18th Solicitor General of Sri Lanka
- In office 1950–1951
- Governor General: Herwald Ramsbotham
- Preceded by: M. F. S. Pulle
- Succeeded by: T. S. Fernando

Personal details
- Born: February 2, 1897
- Education: St. John's College, Jaffna
- Profession: Lawyer
- Ethnicity: Ceylon Tamil

= R. R. Crossette-Thambiah =

Robert Rasiah Crossette-Thambiah was a leading Ceylon Tamil lawyer and Solicitor General.

==Early life and family==
Crossette-Thambiah was born on 2 February 1897. He was the son of T. H. Crossette, principal of St. John's College, Jaffna. He was educated at the St. John's College.
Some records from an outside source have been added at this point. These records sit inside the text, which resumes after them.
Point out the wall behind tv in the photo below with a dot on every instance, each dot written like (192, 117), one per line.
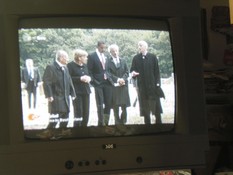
(216, 41)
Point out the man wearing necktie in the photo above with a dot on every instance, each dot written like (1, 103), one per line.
(31, 78)
(145, 69)
(99, 80)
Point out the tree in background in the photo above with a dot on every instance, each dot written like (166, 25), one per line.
(42, 44)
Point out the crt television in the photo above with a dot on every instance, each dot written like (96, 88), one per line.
(177, 143)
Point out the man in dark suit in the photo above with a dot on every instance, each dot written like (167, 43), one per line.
(145, 68)
(118, 72)
(58, 87)
(31, 78)
(103, 87)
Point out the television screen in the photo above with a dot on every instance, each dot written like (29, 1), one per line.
(39, 43)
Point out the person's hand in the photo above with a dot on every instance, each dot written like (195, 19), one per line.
(134, 74)
(50, 99)
(85, 79)
(121, 81)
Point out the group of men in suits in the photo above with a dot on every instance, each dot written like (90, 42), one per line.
(109, 79)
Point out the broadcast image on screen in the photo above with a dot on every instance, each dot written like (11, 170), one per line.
(40, 52)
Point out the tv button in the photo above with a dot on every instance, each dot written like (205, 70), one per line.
(139, 159)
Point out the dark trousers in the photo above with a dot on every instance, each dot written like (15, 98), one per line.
(81, 108)
(62, 119)
(120, 118)
(103, 96)
(31, 90)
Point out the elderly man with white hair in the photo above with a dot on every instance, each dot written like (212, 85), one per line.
(58, 87)
(145, 69)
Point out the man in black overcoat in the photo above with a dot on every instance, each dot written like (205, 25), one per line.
(100, 82)
(31, 78)
(58, 87)
(146, 70)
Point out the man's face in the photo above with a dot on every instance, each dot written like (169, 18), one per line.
(101, 48)
(64, 59)
(114, 52)
(141, 48)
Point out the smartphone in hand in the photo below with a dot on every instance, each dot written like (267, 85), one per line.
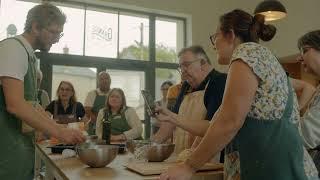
(151, 105)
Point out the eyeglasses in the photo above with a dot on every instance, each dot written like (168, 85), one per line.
(185, 65)
(57, 35)
(305, 49)
(65, 89)
(213, 39)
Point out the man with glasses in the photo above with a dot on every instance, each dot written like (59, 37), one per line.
(204, 100)
(19, 110)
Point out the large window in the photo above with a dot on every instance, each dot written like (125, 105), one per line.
(99, 37)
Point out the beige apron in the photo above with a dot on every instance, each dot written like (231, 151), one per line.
(192, 108)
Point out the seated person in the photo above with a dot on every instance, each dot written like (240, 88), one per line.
(125, 123)
(43, 96)
(66, 109)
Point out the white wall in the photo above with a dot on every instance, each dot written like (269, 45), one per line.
(302, 17)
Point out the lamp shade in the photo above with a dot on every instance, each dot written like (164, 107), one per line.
(271, 9)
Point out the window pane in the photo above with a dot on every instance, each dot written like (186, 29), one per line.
(101, 33)
(165, 75)
(169, 39)
(131, 82)
(134, 37)
(82, 78)
(72, 40)
(13, 17)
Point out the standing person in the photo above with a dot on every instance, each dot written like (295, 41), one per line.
(18, 93)
(162, 103)
(66, 108)
(205, 98)
(309, 46)
(43, 96)
(125, 123)
(258, 119)
(96, 99)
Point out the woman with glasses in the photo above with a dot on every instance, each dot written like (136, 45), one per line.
(309, 45)
(124, 120)
(257, 122)
(66, 109)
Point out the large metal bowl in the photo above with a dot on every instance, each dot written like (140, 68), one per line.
(96, 155)
(159, 152)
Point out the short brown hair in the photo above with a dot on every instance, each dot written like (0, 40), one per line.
(248, 28)
(44, 15)
(197, 51)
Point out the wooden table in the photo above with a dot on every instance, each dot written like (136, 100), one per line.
(73, 168)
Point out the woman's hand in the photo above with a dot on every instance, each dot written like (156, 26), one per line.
(165, 115)
(120, 137)
(69, 136)
(178, 172)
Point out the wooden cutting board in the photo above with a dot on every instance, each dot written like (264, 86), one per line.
(154, 168)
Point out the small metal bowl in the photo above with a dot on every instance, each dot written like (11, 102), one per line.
(97, 156)
(134, 144)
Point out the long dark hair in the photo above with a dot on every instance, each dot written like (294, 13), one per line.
(248, 28)
(311, 39)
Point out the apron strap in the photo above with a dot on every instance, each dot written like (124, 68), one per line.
(289, 106)
(74, 109)
(55, 109)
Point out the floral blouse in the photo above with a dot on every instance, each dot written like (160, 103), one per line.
(270, 99)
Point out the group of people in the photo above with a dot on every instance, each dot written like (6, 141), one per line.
(65, 109)
(251, 113)
(255, 122)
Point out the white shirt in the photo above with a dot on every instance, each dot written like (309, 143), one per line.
(14, 58)
(89, 101)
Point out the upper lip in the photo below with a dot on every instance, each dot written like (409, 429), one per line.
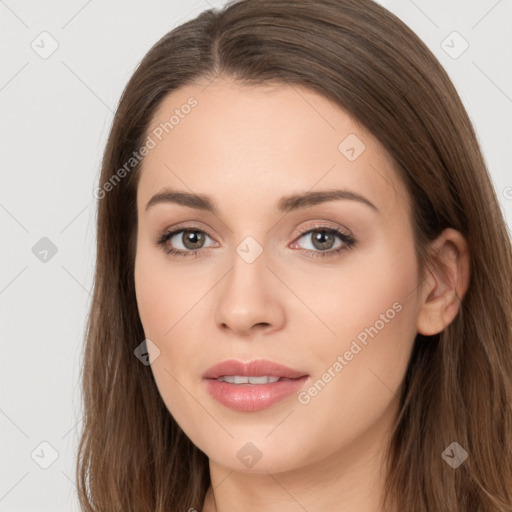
(256, 368)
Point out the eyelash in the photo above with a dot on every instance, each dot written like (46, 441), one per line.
(348, 241)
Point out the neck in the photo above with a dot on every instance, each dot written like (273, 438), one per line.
(352, 478)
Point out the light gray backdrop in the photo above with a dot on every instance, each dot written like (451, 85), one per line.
(64, 65)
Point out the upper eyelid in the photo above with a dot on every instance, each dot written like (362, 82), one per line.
(303, 231)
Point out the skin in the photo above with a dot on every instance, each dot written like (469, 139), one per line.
(246, 147)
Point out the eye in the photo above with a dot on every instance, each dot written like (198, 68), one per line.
(191, 240)
(323, 240)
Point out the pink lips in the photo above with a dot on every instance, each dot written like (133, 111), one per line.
(252, 397)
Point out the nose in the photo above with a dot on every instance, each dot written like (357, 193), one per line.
(250, 299)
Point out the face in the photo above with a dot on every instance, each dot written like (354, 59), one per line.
(276, 270)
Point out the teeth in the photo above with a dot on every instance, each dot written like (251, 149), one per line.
(238, 379)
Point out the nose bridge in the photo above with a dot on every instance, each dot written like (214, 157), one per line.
(248, 297)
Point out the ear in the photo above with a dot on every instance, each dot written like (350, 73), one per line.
(445, 284)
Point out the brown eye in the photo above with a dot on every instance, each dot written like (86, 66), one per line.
(192, 239)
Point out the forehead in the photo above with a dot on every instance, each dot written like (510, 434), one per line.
(261, 141)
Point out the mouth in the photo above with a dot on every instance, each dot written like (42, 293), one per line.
(252, 386)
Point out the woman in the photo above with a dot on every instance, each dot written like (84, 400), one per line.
(303, 283)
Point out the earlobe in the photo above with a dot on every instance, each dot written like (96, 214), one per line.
(445, 284)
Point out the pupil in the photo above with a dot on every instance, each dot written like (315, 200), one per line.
(193, 238)
(319, 240)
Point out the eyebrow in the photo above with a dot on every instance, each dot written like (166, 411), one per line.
(285, 204)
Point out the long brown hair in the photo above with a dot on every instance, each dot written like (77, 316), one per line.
(458, 386)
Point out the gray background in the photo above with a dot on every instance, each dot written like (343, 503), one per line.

Crossette-Thambiah married Amy Ranita, daughter of S. C. Paul.

==Career==
Crossette-Thambiah taught at St. John's College for a few years before joining the legal profession. He was called to the bar at Middle Temple on 5 October 1925. He was an advocate of the Supreme Court. He joined the Attorney-General's Department in 1926 as an Additional Crown Counsel. He was promoted to Crown Counsel, Senior Crown Counsel, District Judge and Public Trustee (1945). He was then Commissioner of Assize for four years. He became a King's Counsel in 1949. He was Solicitor General between 1950 and 1951.